“We would go to water parks that were in the area of where we grew up, and we always had destination vacations where people would reconvene every year,” said Rash. “So it was a fondness for that time of our lives that we drew from.”
Although the movie, which took the all-star Hollywood duo eight-years to complete, was their first attempt to play the roles of both director and actor, they agreed their work on The Way, Way Back opened new opportunities creatively—not to mention the chance to get real and draw from their own experiences. “This movie led us to want to tell the story the way we wanted to and embrace the cast we wanted to,” said Rash.
The battle, they said, was to get all aspects of the film in line perfectly to create a movie as a stand-alone entity. “I think the difficult part of making a movie is having the resilience to regroup. It is a long process, so regardless of what the hurdles were, it really is about making it all come together,” said Rash.
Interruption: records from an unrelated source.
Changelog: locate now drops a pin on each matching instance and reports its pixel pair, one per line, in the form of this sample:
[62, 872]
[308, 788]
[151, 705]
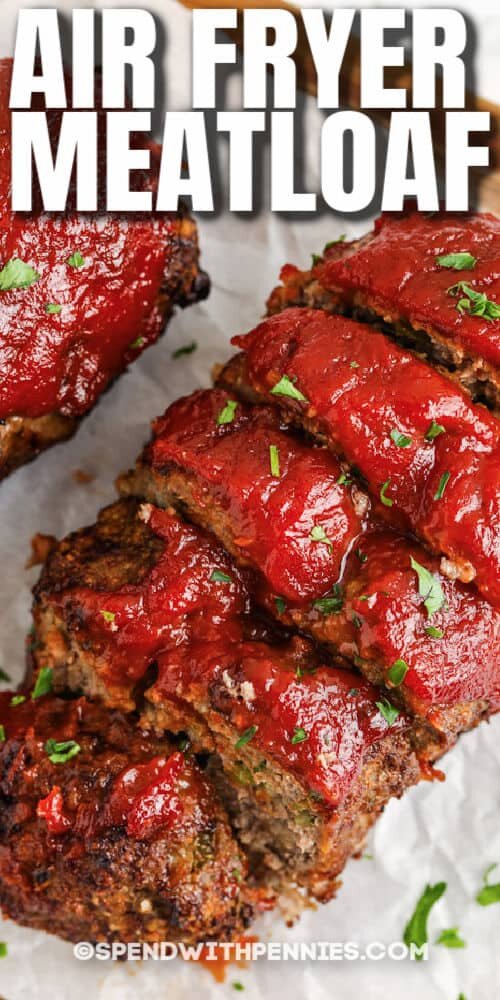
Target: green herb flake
[399, 439]
[398, 672]
[443, 482]
[76, 259]
[61, 752]
[429, 588]
[388, 710]
[219, 577]
[387, 502]
[43, 683]
[186, 349]
[490, 893]
[246, 737]
[274, 460]
[286, 387]
[226, 415]
[415, 931]
[17, 274]
[434, 633]
[457, 261]
[474, 303]
[450, 938]
[434, 430]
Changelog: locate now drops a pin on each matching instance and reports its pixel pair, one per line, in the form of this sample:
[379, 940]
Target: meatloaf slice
[429, 457]
[432, 281]
[81, 296]
[320, 565]
[110, 833]
[304, 754]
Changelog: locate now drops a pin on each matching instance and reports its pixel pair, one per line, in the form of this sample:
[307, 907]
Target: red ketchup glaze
[397, 269]
[360, 387]
[51, 809]
[271, 517]
[335, 708]
[177, 599]
[144, 797]
[62, 362]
“Its also about trusting your instinct and sticking to that conviction and not being told that you should cast this person when you don’t totally feel it is right, or shoot the movie in this location when that doesn’t match what you set out to do,” said Faxon. “I think it is about being true to what you envision from the very start and not doing something because someone tells you it’s a better idea.” According to Rash, one goal of their film was to create an experience people of all ages could relate to. “I think in a coming of age movie, the protagonist is usually someone we cheer for,” he said. “There is going to be this kind of right of passage for them. We want everyone to identify with Duncan’s character and see themselves, whether they’re young or old.”